Another method has been found in the USA. Here, too, there is salt in the mix, but beet syrup is particularly popular in the north. For example, in Washington D.C. or in Canada, beet juice is sometimes combined with salt.

According to the Washington Post, the mixture consists of 23 percent salt, 62 percent water and 15 percent beet syrup. And it is said to be at least as effective as the much better known road salt. The method was discovered by a Hungarian scientist in the 1990s. In recent years they have discovered more and more cities for themselves. Because the mixture is so sticky, it stays on the road longer and, unlike road salt, works even at very low temperatures.

But the beet syrup could also be harmful to insects – but it is probably still more environmentally friendly than pure road salt.

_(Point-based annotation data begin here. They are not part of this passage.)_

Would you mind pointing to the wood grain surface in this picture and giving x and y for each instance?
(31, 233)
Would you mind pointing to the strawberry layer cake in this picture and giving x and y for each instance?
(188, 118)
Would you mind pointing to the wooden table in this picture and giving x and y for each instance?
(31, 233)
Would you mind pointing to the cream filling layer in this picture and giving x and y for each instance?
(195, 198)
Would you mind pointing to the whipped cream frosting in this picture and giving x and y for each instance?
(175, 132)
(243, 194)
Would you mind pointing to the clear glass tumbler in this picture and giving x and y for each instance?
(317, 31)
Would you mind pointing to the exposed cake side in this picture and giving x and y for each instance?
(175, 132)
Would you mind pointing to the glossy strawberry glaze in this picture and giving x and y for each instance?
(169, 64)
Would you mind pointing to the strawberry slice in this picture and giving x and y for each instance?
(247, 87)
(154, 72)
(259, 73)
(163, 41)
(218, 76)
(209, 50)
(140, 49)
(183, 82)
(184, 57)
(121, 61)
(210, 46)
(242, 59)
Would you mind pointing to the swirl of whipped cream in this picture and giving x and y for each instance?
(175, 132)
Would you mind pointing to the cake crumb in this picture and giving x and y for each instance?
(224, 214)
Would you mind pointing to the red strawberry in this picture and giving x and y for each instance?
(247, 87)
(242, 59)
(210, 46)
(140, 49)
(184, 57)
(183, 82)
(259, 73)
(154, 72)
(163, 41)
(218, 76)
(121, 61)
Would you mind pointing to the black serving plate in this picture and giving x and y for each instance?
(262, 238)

Instead of salting, BUND Nature Conservation or NABU recommend so-called blunting agents, i.e. grit, chips or sand. This doesn’t melt the ice, but it does make it less slippery. But it takes a lot, according to the Federal Environment Agency, around 100 grams per square meter. And that’s why the energy requirement for blunting agents could be higher than for road salt. “The effort for collecting and, if necessary, cleaning at the end of the season must also be taken into account in the energy balance,” says the Federal Environment Agency.

Anyone who buys litter products should look for the “Blue Angel” environmental label, as it does not contain any salts.

And if you want to remain completely environmentally friendly, you have to grab the snow shovel as early as possible.